The Great Wall of Vodacom – FAIL

Right, so Kevin (one of my staff) had the savvy to take a few tcpdump traces on both the client and the server side of a failed PPtP VPN connection over the weekend. The result? It seems the great firewall of Vodacom has yet again taken another victem.

I’m not sure whether this is a result of too little testing, total ignorance or just incompetence. Either way, it would seem it’s a bit of a race condition, and hits something similar to what we in the office refer to as the “connection tracking bit bucket”. Basically it seem most connection tracking implementations (when combined with a state full firewall such as that used by Vodacom – as per their own admission in their last letter to me) results in certain flows being prematurely marked as “invalid”. In particular in the example that Kevin has captured for me the server ends up being the first entity to send a GRE packet, this then gets (or got, seeing that it’s fixed again) intercepted by the firewall, perceived as an inbound connection to the client and the uni-directional flow gets marked as invalid. When the client now sends GRE traffic to the server this gets allowed, but the return traffic still bites the “invalid” mark. I can only speculate as to the exact state (seeing that Vodacom doesn’t reveal exactly what software they are using – probably proprietary anyway) of things, making it difficult. This I will attempt to speculate as objectively as possible (not always easy).

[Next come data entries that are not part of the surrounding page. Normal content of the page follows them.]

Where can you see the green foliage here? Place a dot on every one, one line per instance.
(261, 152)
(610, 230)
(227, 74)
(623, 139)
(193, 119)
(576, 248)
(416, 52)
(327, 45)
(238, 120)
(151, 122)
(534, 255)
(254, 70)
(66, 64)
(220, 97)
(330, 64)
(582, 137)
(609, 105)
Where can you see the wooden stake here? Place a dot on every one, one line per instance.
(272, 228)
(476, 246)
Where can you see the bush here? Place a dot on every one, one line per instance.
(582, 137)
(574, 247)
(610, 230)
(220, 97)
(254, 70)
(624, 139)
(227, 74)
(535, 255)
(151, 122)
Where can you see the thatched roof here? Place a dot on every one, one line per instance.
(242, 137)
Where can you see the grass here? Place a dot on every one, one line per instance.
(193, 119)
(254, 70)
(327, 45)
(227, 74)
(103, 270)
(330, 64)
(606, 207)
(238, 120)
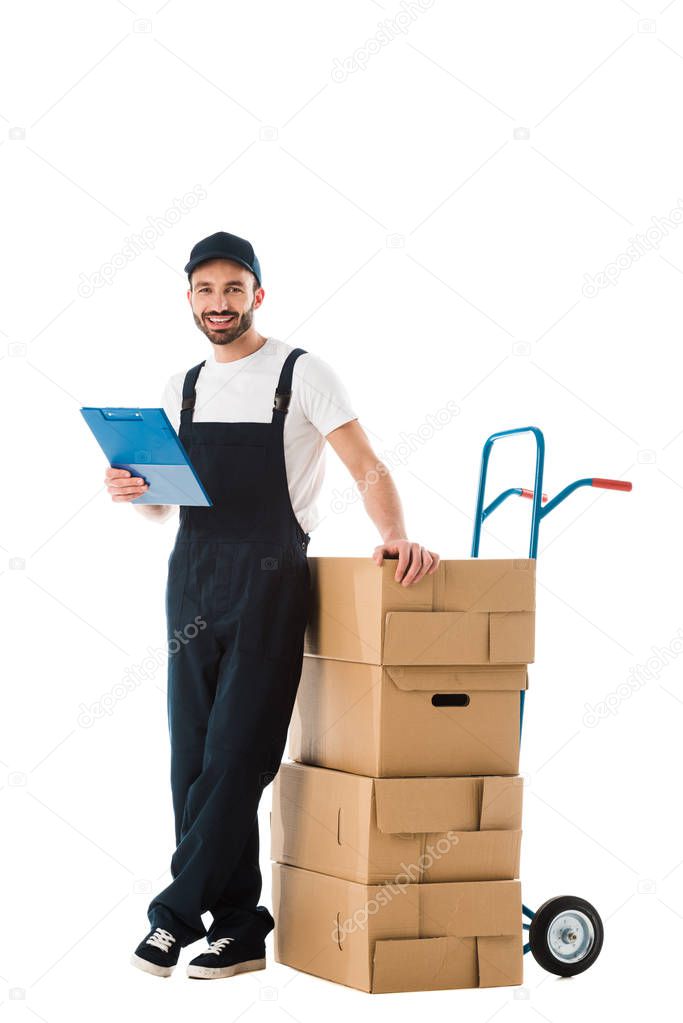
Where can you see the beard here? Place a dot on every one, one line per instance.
(231, 331)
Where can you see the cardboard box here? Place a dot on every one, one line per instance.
(398, 938)
(468, 612)
(374, 831)
(407, 721)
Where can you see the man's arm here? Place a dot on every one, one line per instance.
(381, 503)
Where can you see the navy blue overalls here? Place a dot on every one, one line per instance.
(237, 603)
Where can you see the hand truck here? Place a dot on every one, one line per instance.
(565, 934)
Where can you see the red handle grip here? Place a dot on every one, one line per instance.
(611, 484)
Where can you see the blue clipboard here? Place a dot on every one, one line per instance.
(143, 441)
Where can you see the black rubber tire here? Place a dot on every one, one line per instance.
(538, 935)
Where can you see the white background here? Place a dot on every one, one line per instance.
(430, 225)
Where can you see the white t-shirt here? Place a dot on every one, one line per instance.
(242, 392)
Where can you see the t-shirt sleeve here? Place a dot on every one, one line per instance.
(322, 395)
(171, 404)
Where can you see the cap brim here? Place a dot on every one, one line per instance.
(205, 259)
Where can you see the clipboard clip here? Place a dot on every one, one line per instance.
(122, 413)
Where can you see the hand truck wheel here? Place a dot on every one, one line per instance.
(565, 935)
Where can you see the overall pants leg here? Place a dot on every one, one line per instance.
(237, 603)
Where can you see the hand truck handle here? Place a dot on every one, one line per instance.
(536, 494)
(611, 484)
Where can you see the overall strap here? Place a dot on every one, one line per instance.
(188, 393)
(283, 389)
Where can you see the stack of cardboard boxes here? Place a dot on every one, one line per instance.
(396, 832)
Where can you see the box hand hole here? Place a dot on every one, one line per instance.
(450, 700)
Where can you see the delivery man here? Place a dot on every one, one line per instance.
(254, 418)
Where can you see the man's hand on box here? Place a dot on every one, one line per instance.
(414, 561)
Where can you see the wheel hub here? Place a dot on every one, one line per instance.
(571, 936)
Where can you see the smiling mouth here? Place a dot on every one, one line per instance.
(220, 320)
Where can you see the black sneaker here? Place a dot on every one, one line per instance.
(227, 957)
(157, 952)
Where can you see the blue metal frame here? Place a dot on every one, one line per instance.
(537, 510)
(538, 514)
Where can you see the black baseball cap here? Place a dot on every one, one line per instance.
(224, 246)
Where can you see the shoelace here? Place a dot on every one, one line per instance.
(162, 939)
(218, 945)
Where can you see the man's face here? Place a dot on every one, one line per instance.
(222, 300)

Seeing that there are two entities involved in this dump, and I want to do a side-by side comparison, some ASCII art is in order. Essentially three columns being used, the sending agent will indicate what is being sent, and if it was received by the destination I’ll mark that column with an ACK. I’ll also add (R) to retransmits on the sending side. The ISN mods still applies to the TCP connections, however, the data itself isn’t being tampered with in this case. Note that in the GRE traffic case there are still ACK packets being sent by the server, these ACK packets however goes lost (as indicated in the packet sequence).

Client                Direction  Server
SYN                        ->    ACK
ACK                        <-    SYN
PPTP (Start Req)           ->    ACK
ACK                        <-    PPTP (Start Resp)
                           <-    GRE (PPP-LCP Conf Req)
GRE (PPP-LCP Conf Req) (R) ->    ACK (goes lost)
GRE (PPP-LCP Conf Req) (R) ->    ACK (goes lost)
... a few more of these ...
GRE (PPP-LCP Conf Req) (R) ->    ACK (goes lost)
PPTP (Call Clear Req)      ->    ACK

Once the Call Clear Req is received TCP/IP teardowns happens, surprisingly without the flurry of injected RST packets I’ve growned accustomed to, just a single out-of-order delivery between one ACK and FIN/ACK packet.

What I would want (not sure what resolution they picked) is for them to either perform a routine inspection of the PPTP control traffic (specifically the Start Request and Start Reply packets) to determine the GRE traffic parameters (based on what I can see, just mark the fact that GRE is to be expected between the two given end points) and allow that traffic, or, stop this firewalling nonsense. It’s only the Cellular “ISPs” performing actions such as these. The arguments for providing this protection is sound. But then it needs to be done sanely. For the most part I’ll have to admit that the firewall works and doesn’t cause too many problems.

Seeing that the problem has been resolved by Vodacom, I’ll let it rest, for now.

2 Responses to “The Great Wall of Vodacom – FAIL”

  1. Gert says:

    Is there any decent TCP testers? It will make debugging (mostly firewall caused) TCP-issues a lot easier… (Cisco firewalls also mess around with TCP flags, which breaks some applications… They also mess around with the ISN by default)

    It should be able to test most TCP features (transfers, sequence numbers, urgent flag, common extensions) and give you an idea of what the network allows and what not…

    Back to 3G: I wonder if their “internet conenctions” actually work properly for non-TCP / UDP-based protocols… (such as SCTP-based protocols…)

  2. Jaco Kroon says:

    I always just use tcpdump. The number of these problems I have are far and few between, and vary so much in nature that I believe it’ll be difficult to write a tool to reliably test for all possible things that can go wrong. In terms of probing you can probably use nmap to see what’s open and what not.

    The more interesting part as you suggest is the question surrounding non-TCP and non-UDP. I know that GRE works in combination with PPTP (as per above, when they don’t break it). But other protocols may not work properly, this remains to be seen and I can’t really comment. But brings me back to elementary networking … the iso networking layer model. You have been given an IP right? Which is routable? So why does the ISP feel it’s required to break the iso layer by looking at stuff anything higher than layer 3? Why do they feel it’s required to look at anything inside the IP packets when that is all they actually need to look at in order to deliver traffic?